Take for instance the man I encountered while getting off the bus my second week here: he walked out from behind the waiting area and heard me conversing unobtrusively with my friend in English. He proceeded to tell me (and believe me, it sounds even more insulting in French) that I was “going to burn in hell” and that I was a “dirty slut.” He was also crazy. And drunk. But that only made him willing to express what many only think.
Claudine thinks that these stories are hilarious and harmless, and to a certain extent she is right. None of the politically active name-callers have ever been physically aggressive. Much worse then the anti-American xenophobes are the Parisians with problems devoid of a patriotic hue. These lovely citizens are usually public drunks, such as the one I saw last week while waiting on a corner, a practice which in retrospect is not a good idea. I heard a noise that, if it can be spelled, would look something like “Graaaaphagapha-grahumbabadump” and looked up to see a man stumbling towards the curb on the other side of the road. He was facing me, but didn’t seem to care that I was there—an insight confirmed when he unzipped his pants and peed for a solid ninety seconds onto the street. After a leisurely finish he stumbled a few steps and collapsed face down on the ground. All I could think was “Oh, God. He’s dead. I just saw a man die while peeing.” Luckily, a Good Samaritan called an ambulance for him, and he was conscious and grumbling by the time it arrived.

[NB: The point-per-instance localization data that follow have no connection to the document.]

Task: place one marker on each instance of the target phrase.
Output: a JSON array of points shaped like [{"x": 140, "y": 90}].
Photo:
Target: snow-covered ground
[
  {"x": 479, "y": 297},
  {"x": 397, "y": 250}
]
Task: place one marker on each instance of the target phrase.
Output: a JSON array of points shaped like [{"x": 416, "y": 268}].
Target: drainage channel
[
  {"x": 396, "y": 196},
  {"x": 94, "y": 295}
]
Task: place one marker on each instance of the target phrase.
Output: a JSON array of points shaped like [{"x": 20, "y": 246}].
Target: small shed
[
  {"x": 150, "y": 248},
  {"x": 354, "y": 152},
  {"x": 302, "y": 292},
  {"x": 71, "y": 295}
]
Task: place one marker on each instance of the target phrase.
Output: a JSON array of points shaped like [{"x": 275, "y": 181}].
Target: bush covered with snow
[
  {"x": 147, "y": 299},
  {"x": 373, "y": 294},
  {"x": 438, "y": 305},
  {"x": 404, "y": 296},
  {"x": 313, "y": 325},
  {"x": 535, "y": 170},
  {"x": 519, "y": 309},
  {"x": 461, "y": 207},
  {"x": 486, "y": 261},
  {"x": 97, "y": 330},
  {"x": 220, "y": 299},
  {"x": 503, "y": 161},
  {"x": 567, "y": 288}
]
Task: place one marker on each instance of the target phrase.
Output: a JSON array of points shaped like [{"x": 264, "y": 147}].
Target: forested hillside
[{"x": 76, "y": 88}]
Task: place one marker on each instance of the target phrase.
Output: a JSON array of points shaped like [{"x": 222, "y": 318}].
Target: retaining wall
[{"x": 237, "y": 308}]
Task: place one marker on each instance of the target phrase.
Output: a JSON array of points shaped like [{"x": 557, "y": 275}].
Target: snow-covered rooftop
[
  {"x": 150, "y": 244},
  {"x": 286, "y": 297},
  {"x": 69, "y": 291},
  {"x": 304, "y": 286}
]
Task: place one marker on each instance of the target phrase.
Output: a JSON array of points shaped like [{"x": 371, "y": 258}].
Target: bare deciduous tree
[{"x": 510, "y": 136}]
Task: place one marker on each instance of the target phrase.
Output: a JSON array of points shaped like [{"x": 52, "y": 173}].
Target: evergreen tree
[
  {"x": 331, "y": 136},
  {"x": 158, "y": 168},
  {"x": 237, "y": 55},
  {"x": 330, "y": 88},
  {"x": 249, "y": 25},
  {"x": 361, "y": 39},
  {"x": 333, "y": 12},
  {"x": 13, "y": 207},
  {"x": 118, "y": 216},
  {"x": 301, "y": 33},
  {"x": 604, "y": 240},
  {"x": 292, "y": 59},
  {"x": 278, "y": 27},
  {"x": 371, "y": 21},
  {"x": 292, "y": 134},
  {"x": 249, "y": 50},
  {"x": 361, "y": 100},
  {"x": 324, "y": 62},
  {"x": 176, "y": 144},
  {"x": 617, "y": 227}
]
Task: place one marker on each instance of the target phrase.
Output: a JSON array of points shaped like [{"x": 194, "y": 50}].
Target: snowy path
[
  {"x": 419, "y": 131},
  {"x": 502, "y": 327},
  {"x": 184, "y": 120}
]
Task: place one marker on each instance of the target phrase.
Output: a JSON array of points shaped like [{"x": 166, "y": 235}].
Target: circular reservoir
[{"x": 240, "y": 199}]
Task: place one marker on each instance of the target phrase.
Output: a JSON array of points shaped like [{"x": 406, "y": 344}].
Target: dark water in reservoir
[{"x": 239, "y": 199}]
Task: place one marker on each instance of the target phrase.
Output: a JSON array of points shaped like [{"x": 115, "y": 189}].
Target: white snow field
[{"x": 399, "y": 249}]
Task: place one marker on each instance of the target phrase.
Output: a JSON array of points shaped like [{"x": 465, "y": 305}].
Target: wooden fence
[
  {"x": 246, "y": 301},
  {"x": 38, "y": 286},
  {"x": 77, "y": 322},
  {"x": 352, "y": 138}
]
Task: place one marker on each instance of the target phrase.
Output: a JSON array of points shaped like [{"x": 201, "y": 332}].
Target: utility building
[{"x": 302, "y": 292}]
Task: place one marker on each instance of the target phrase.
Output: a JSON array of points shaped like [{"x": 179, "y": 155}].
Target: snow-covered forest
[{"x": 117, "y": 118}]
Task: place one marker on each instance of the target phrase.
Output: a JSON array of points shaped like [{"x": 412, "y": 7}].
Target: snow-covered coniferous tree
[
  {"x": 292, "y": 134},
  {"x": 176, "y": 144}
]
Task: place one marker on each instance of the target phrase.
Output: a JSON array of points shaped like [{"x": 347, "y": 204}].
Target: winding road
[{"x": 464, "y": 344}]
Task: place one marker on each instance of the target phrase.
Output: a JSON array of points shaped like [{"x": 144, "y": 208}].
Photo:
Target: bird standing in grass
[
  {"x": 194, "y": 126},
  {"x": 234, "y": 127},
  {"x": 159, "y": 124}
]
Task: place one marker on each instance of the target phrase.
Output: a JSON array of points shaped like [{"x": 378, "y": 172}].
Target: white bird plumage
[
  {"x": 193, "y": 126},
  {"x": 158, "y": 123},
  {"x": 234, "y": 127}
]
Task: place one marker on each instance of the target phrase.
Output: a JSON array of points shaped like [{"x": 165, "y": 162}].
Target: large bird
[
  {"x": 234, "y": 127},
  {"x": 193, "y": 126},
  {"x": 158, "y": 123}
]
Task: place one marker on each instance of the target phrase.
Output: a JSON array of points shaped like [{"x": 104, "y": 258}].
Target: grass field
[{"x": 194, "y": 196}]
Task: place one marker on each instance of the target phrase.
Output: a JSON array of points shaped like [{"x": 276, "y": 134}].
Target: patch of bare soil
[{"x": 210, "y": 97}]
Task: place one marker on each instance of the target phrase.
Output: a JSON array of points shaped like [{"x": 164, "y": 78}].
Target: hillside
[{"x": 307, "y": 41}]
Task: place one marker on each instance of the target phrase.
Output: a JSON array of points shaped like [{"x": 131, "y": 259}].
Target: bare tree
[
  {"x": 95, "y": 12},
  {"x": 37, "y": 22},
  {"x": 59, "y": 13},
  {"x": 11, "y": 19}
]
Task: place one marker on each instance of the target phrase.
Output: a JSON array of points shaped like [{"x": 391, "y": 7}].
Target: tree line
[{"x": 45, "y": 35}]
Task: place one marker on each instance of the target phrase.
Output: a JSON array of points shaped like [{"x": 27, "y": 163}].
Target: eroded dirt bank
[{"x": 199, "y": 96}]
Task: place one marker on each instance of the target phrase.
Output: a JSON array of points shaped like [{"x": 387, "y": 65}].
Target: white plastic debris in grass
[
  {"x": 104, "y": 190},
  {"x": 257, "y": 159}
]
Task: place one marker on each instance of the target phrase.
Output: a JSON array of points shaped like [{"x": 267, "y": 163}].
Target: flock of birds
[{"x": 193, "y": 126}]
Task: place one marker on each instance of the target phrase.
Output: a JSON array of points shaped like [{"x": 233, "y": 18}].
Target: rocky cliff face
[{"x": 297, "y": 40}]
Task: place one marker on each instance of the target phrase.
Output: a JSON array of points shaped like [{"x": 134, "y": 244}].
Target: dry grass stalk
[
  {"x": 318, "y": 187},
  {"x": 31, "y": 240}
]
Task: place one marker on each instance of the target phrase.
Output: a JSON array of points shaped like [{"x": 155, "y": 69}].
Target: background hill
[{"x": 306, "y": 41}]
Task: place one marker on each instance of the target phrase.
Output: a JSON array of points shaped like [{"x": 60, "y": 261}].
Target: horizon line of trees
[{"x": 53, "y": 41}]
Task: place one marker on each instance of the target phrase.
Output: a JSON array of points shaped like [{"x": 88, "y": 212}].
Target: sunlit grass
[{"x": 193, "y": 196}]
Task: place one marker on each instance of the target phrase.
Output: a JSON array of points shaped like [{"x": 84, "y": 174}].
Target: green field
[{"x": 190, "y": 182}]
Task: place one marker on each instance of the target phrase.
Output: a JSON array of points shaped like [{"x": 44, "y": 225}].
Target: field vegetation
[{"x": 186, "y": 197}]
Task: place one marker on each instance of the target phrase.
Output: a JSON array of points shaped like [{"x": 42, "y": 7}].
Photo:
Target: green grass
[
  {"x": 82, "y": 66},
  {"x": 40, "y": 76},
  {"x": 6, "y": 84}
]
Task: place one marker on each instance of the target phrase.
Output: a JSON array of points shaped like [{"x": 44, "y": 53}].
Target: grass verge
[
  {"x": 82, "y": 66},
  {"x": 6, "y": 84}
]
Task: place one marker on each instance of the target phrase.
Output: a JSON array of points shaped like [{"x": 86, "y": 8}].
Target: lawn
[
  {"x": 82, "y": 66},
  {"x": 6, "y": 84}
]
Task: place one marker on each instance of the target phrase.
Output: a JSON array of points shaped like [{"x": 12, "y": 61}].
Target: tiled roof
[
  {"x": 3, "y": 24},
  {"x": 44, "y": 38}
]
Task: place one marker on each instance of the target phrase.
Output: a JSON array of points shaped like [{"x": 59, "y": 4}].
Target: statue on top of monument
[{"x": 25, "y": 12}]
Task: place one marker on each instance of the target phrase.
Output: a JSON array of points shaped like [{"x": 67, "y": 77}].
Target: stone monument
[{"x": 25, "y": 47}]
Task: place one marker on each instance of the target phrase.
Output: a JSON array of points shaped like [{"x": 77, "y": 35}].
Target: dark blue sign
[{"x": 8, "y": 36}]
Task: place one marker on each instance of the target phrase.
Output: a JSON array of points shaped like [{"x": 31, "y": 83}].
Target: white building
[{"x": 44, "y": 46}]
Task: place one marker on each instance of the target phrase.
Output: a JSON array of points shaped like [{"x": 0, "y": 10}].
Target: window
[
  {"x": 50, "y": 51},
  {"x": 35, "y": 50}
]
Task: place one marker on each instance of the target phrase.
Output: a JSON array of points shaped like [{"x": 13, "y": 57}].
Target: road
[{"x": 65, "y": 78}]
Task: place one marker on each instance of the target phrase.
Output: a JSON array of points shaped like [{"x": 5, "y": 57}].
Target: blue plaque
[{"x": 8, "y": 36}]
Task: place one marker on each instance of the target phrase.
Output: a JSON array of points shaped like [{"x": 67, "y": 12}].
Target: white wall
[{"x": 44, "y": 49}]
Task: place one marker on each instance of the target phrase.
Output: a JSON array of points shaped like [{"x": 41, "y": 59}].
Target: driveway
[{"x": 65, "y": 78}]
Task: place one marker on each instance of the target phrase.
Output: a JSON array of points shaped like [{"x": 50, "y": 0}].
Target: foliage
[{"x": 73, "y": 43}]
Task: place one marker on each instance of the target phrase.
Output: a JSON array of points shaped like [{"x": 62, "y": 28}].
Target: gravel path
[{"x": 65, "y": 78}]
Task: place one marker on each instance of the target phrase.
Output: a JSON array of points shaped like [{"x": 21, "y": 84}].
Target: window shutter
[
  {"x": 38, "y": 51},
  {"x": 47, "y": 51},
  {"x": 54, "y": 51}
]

That, while unnerving, is still not as bad as the Metro. Paris is a safe city in general, as long as you keep your wallet close, but to be a girl alone on the Metro is a daily exercise in evasion tactics. There is a new breed of “dragueur,” or semi-professional pick-up artist, usually in his late teens to mid twenties. The typical dragueur operates something like this: Step one—pretend to think the girl is French and ask for the time. The less practiced ones will ask for a tissue, until they realize that runny noses are not usually a turn-on. Step two—act delighted when they realize she is foreign! Proceed to speak to the girl in broken English until she can’t help but laugh. Step three—take her laughing as a declaration of interest and ask her out for a drink, for her number, or propose an intimate vacation for the coming weekend. Slick, yes? But this new dragueur sees no need for such formalities. He simply walks through the tunnels with a look on his face that says “Hello. I am a pervert, and I am going to touch you now.” And touch you he will, unless you are nimble and perceptive.
As I have learned, dear friends, it’s better to be yelled at by a man with an agenda than groped during rush hour. But if nothing else, I am coming to terms with how things work here, and in a city where everyone is an expert, and even the taxi drivers can deliver polished speeches on healthcare fraud and how it is dragging down the entire country, at the very least, it is nice to understand.